This answer to Trajectory to get into orbit says:
In most real launches to low Earth orbit, the burn continues from liftoff until orbital insertion, without a coasting phase. Some (like Antares) do coast between the first stage and second stage burn; the exact design of the launcher determines which approach is more efficient.
and links to Spaceflight 101's Antares Launch Vehicle Information where the Antares LEO Flight Profile section says:
Antares lifts off from its launch pad two seconds after the AJ-26 engines of the first stage are ignited to allow some time for them to achieve full thrust and monitor their ignition performance. After a short vertical ascent, Antares performs a roll & pitch maneuver to align itself with its pre-planned ascent trajectory.

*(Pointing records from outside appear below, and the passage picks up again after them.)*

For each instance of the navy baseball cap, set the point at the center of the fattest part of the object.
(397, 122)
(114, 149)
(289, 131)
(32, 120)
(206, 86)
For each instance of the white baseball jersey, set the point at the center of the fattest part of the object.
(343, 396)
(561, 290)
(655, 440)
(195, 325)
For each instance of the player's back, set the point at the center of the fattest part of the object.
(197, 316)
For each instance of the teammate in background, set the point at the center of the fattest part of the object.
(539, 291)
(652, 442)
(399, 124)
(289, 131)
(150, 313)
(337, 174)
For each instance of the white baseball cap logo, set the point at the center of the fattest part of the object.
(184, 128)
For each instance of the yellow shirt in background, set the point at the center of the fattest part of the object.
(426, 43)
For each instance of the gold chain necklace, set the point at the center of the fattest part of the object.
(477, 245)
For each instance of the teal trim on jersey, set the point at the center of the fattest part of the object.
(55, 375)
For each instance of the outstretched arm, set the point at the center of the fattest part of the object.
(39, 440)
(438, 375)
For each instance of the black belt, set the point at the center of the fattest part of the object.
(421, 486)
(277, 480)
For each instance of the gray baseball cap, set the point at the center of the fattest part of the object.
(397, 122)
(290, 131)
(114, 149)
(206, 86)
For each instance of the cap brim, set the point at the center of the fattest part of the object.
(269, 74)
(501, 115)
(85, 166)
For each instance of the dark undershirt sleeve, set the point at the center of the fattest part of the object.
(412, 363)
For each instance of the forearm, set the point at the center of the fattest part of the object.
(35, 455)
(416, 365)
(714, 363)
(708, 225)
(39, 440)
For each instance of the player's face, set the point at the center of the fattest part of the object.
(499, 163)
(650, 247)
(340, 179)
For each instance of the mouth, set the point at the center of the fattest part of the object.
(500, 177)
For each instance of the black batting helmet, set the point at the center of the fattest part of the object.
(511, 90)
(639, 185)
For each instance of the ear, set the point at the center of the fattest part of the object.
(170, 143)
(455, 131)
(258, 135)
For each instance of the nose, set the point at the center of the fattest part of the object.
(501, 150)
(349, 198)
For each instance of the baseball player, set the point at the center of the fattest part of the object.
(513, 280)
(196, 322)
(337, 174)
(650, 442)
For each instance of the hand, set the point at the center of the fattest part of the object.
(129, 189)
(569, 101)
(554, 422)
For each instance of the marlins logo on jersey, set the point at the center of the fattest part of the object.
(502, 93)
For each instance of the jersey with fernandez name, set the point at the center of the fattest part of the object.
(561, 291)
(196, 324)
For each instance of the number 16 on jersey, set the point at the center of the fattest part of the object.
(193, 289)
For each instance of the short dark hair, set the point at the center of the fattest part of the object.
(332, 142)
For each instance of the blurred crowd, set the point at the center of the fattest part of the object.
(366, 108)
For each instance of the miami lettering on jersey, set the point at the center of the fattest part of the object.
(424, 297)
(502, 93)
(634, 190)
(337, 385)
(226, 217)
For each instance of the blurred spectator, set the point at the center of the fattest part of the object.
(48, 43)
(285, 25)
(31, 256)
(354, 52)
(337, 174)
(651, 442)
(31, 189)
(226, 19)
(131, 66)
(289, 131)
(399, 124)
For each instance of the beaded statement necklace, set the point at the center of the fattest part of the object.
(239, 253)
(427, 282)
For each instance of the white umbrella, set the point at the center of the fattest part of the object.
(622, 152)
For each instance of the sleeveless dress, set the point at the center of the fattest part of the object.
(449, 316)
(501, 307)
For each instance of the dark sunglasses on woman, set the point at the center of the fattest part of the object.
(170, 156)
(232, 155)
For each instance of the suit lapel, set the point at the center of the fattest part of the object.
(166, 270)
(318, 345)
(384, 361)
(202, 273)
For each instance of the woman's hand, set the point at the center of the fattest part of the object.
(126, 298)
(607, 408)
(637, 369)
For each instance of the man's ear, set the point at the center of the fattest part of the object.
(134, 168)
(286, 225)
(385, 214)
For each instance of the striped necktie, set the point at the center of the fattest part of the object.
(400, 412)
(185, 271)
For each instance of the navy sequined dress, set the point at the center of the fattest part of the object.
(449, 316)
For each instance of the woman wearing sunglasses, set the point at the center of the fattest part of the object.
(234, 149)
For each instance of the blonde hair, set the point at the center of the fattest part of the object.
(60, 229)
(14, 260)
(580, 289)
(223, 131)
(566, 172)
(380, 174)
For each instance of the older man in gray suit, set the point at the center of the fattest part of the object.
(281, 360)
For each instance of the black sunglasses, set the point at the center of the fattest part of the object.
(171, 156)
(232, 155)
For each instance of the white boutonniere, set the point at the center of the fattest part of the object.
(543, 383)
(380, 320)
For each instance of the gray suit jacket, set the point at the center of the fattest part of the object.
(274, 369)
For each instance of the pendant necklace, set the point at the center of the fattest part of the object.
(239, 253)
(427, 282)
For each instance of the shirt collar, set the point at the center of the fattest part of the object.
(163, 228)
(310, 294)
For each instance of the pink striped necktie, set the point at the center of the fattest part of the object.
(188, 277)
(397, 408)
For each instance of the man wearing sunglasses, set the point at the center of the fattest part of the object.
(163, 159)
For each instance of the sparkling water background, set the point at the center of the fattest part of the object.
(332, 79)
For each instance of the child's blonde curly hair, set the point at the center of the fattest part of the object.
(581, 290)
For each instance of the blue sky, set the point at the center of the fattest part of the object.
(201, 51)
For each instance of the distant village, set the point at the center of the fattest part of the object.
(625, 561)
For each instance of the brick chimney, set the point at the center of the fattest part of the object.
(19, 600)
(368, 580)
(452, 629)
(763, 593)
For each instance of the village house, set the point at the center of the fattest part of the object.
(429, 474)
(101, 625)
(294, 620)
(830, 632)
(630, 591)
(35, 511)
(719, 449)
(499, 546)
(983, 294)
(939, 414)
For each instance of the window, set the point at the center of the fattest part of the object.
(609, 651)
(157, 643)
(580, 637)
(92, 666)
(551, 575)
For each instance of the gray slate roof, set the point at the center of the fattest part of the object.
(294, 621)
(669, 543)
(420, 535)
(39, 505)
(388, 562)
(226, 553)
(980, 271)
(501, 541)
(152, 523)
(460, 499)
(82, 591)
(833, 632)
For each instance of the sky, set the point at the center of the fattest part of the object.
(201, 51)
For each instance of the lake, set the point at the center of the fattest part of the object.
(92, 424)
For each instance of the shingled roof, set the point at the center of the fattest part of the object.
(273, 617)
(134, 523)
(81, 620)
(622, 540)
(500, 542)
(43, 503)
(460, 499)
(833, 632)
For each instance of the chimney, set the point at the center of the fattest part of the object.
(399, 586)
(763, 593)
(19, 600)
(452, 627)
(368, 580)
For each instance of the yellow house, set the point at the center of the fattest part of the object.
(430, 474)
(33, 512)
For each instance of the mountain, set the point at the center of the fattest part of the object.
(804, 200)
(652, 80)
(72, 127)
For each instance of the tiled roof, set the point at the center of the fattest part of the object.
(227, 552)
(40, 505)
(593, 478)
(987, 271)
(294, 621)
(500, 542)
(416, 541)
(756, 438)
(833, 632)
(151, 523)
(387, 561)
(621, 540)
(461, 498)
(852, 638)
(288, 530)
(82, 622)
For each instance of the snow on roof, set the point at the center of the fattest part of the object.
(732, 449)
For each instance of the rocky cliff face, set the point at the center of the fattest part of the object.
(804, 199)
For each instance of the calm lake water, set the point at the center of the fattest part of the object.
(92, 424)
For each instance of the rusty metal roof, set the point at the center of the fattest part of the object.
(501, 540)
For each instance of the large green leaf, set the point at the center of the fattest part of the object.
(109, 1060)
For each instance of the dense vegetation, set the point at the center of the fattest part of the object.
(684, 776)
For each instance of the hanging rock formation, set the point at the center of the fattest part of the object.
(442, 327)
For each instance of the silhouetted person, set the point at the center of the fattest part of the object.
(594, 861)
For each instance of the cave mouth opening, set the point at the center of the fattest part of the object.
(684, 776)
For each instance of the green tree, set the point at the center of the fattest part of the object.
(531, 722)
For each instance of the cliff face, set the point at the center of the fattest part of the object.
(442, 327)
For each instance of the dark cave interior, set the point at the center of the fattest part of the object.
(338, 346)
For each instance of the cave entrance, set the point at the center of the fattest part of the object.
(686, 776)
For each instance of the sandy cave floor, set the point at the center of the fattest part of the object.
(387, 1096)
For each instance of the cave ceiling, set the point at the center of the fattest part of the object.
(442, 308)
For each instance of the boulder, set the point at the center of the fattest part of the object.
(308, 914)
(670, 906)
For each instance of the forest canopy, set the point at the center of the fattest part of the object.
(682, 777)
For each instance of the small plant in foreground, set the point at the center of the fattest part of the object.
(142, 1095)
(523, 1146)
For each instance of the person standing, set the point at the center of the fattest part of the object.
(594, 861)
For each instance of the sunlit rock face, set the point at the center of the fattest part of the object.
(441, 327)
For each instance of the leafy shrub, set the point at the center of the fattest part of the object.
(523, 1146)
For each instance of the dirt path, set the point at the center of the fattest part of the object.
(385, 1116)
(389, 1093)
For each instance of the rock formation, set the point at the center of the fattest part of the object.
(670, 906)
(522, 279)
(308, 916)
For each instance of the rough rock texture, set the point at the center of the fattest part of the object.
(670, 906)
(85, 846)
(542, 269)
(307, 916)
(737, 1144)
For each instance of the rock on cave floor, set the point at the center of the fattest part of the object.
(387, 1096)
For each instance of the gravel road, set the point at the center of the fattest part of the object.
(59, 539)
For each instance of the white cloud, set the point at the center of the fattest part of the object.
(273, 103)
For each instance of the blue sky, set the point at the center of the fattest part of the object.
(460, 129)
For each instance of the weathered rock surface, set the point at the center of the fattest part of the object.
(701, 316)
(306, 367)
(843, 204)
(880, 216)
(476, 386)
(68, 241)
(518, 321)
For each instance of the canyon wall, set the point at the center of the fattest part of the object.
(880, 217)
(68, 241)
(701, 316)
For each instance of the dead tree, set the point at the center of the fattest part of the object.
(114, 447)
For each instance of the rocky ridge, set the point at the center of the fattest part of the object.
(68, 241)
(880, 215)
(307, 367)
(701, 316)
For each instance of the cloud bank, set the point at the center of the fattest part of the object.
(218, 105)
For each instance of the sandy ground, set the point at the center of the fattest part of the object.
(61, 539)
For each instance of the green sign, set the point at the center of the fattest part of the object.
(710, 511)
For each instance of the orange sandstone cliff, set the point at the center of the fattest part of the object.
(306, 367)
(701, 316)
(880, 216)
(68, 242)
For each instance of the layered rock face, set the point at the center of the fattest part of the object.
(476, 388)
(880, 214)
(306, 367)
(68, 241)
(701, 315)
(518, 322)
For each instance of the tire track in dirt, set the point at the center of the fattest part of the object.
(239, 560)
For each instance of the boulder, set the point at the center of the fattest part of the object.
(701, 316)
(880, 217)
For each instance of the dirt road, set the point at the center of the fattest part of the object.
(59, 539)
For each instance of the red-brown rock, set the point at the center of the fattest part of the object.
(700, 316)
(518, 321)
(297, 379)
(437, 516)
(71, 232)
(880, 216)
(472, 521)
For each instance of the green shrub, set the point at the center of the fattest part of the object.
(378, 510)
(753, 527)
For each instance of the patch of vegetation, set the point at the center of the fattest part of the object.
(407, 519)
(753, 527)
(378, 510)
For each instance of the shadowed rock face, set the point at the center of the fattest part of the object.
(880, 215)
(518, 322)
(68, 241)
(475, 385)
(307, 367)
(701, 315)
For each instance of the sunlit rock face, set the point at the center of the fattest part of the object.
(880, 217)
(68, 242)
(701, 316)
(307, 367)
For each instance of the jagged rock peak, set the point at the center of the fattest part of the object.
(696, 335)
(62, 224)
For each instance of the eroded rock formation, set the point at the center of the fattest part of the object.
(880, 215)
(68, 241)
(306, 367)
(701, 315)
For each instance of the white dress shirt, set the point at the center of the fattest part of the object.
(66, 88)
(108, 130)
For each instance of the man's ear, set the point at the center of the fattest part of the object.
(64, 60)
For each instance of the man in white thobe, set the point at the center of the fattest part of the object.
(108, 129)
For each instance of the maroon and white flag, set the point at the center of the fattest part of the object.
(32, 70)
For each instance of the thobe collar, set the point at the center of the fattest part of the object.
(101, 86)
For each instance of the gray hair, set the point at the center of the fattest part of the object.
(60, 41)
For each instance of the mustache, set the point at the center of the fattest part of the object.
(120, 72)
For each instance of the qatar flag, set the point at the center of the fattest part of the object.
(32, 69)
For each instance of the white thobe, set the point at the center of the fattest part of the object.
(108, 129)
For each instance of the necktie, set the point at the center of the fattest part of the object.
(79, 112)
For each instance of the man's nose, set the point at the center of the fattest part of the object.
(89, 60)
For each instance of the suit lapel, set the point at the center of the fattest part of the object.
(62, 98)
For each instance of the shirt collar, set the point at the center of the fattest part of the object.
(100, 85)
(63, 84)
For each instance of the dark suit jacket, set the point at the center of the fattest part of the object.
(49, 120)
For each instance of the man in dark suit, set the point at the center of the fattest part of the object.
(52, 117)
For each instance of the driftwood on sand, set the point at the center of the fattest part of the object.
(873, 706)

The first stage burns for 235 seconds and separates after a brief, 5-second post-burn coast. Stage 1 separation occurs at an altitude of 109 Kilometers and a velocity of 4,547m/s. At that point, the stack enters a 100-second coast period to get close to apogee for the second stage burn. After 100 seconds of coasting, the Payload Fairing is jettisoned at an altitude of 184 Kilometers. Ten seconds later, the second stage begins its engine burn for orbital insertion and circularization. Stage 2 shutdown occurs about 471 seconds into the flight at an altitude of 205 Kilometers and a velocity of 7,521m/s. Payload separation occurs after 120 seconds of maneuvering by the second stage attitude control system. The typical Cygnus insertion orbit is 275 by 250 Kilometers at an inclination of 51.66 degrees. (emphasis added)
Question: What are the orbital-mechanical advantages of a long (100+ second) sub-orbital coast phase between first and second stage burns in some cases? It's pretty rare for a multi-stage launch to LEO to do this.
If possible, a little math showing how this helps would be great!